Quote (thundercock @ 6 Oct 2021 06:15)
You're right about the climate spending but that's a relatively small portion of the bill. The largest chunk of the cost is the child tax credit, followed by Medicare expansion (ensuring old people get dental, vision, and hearing), and then universal Pre-K. Subsidies for community colleges IS strengthening working-class people. Who do you think attends them? I'll give you a hint: it's not the rich! You can't have it both ways though. You either support strengthening the welfare state (which costs money) or you'd rather save money and give the working class the finger. You know where I stand: fuck the working class. But to call it an "outrageously pricey slush fund for liberal priorities" is really unfair when your socialist ass supports the most expensive provisions in the bill!
As for the pathway to citizenship, it has nothing to do with the budget. That's why the parliamentarian ruled the way she did...I really don't fault the Democrats for TRYING because the GOP did similar things under Trump. Acting is part of the job.

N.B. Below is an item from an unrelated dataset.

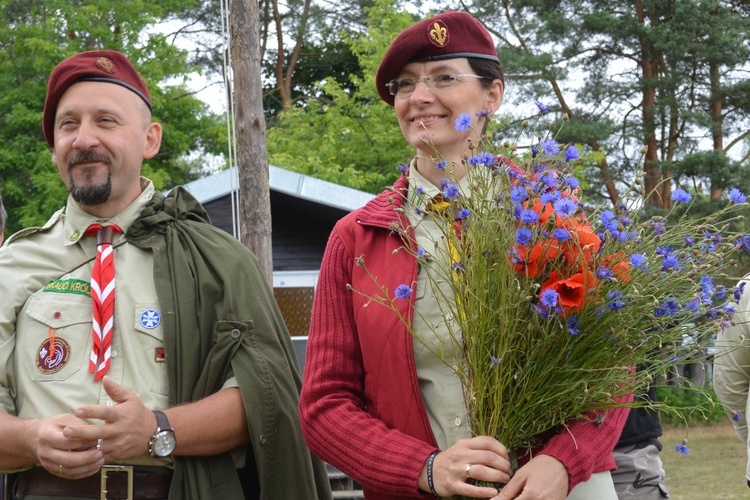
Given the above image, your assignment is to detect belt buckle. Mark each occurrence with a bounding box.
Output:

Community colleges make for dope TV series, but are pretty useless when it comes to helping careers. This money should go into actual vocational training rather than a watered down degree whose academic level stands barely above that of high school... at a time when even BSc's are increasingly not cutting it anymore in many fields. What the spending on community colleges would do, however, is subsidize their teachers and personnel, which - like all teachers and professors - are an incredibly Dem-leaning demographic.
My gripe is not just with general programs into which Dems want to pour money, it's also with the scope and indiscriminate nature of the spending. Rich parents (say those with a family income above $120k) don't need child tax credits or state-funded pre-K. Entitlements for paid days off would be enough, no need to introduce generous paid family leave.
Dems are trying to hook not just the working- and lower-middle class but everyone onto these programs. This is wrong on economic justice grounds (dito for the proposed repeal of the SALT deduction cap), but also carries the risk of backfiring. Indiscriminately showering everyone in money will only exacerbate the already alarming inflation. You know who suffers the most from surging inflation? It's not the rich. By being too reckless with their spending, Dems risk triggering an inflation which eats up the benefits of their bill for the poor and working-class, flipping the net impact of the bill on its head.